Saul Alinsky (1909 – 1972) was a Communist and community organizer who wrote Rules for Radicals. He had also been the mentor to Barack Obama and Hillary Clinton.

Alinsky’s final interview, just before his 1972 death, was quoted in the new film about his life, “A Wolf in Sheep’s Clothing”:

·       “If there is an afterlife, and I have anything to say about it, I will unreservedly choose to go to hell,” he tells Playboy magazine.

·       “Hell would be heaven for me,” he explains. “All my life I've been with the have-nots. Over here, if you're a have-not, you're short of dough. If you're a have-not in hell, you're short of virtue. Once I get into hell, I'll start organizing the have-nots over there.”

·       Asked why, Alinsky states, “They're my kind of people.”

Why would the “have-nots” be his “kind of people?” And what if they got a good-paying job that enabled them to climb up into the camp of the “haves?” Would they no longer be his “kind of people?” Why would the difference of a few extra dollars turn a friend into an enemy?

I think that there is only one way to understand this rigidity. Alinsky was, as are so many others, driven by jealousy and hatred of the “haves.” The Communists had hated the “haves” so much that they regarded them as “parasites” which had to be eliminated.

However, we are all vulnerable to such feelings and are tempted to hide them behind an idealistic framework such as a concern for the poor. Sadly, when idealism is driven by these repressed emotions, it takes destructive paths. Consequently, we no longer have the welfare of those we are trying to help in mind, but our own disguised agenda. Just look at the 100,000,000 slaughtered by the various Communist regimes seeking to create their “workers’ paradise!”

The idealist and revolutionary, Mao Tze Tung, is reported to have exterminated 45 million of his own people in order to create his ideal society. How is it that this self-sacrificial idealist could have been the inspiration for such horrors? I think it is because he was unable to confront his dark-side, which, as a result took control of his vision.

Marvin Olasky, editor-in-chief of World Magazine, reported that, in 1957, Mao stated:

·       I’m not afraid of nuclear war.

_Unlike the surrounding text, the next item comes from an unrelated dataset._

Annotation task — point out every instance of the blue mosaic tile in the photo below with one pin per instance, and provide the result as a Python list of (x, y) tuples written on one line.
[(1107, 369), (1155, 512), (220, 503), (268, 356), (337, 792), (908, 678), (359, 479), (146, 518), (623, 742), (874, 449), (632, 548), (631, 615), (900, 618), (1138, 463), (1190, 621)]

There are 2.7 billion people in the world; it doesn’t matter if some are killed. China has a population of 600 million; even if half of them are killed, there are still 300 million people left. I am not afraid of anyone.

What can explain such callousness and blindness? Clearly, it was not a concern for others that had been speaking, but his own hatred and jealousy.

How can we guard ourselves against this fate? How can we face our underlying darkness? We need courage. It was only the assurances of the love and forgiveness of the Savior that enabled me to confront the truth about myself.